You can get the sense of the tumult by taking a look at the vendor activity in all aspects of the WAN. A ton of startups including vendors such as CloudGenix, Glue Networks, Viptela and Velocloud are offering new WAN services and products. Established vendors such as Cisco, Avaya, Alcatel-Lucent and Riverbed are also scrambling to address WAN issues with new software and hardware.
"The venture capital investment in WAN startups has been tremendous," said Cliff Grossner, research director data center, cloud and SDN with Infonetics. "For example, in the last six months 10 or more new companies have sprung up bringing SDN technology to the WAN. The growth in cloud services has made the WAN that much more strategic."
SDN may be the elixir that cures a number of WAN ills. Its proponents say SDN is quite capable of simplifying the way big companies turn up new links to branch offices, better manage the way those links are utilized — for data, voice or video and potentially save lots of costs in the process.

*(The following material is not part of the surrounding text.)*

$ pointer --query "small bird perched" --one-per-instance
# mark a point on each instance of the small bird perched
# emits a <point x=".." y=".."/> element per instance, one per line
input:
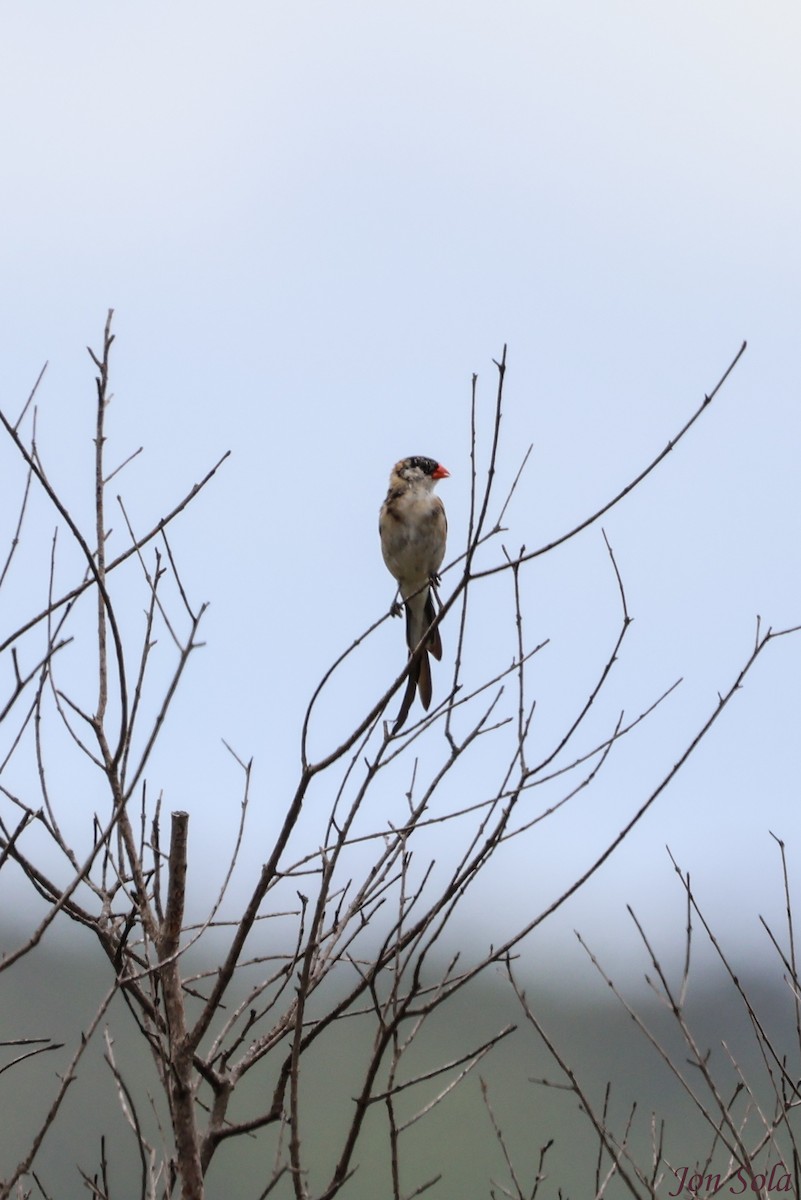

"The WAN is no longer a single pipe, it's a fabric of multiple types of links, everything from 4G LTE, DSL, cable...and the [software-defined WAN] SD WAN will offer customers much more intelligence allowing them to prioritize traffic and apps based on policies they just couldn't do before," said Jason Rolleston, Cisco's senior director of product management for WAN enterprise networking. "The WAN has always been a bottleneck and a problem area in terms of complexity — software defined networking can take away a lot of those issues."
Such complexity is only exacerbated by developing technologies such as private and public clouds, BYOD and mobility issues, observers said.
Closely associated with the upsurge of SDN is the deployment of hybrid WANs, which is the exploitation of multiple access technologies to the Internet, which then could become the WAN backbone for those adventurous enough to invest in such a strategy.
"With so many enterprises looking to move WAN traffic onto the Internet, how that traffic is handled by the service providers becomes an issue," Taylor said. He notes the recently FCC vote on net neutrality could end up impacting enterprise WANs down the line. "There are lots of companies that would pay to have their traffic prioritized on the Internet."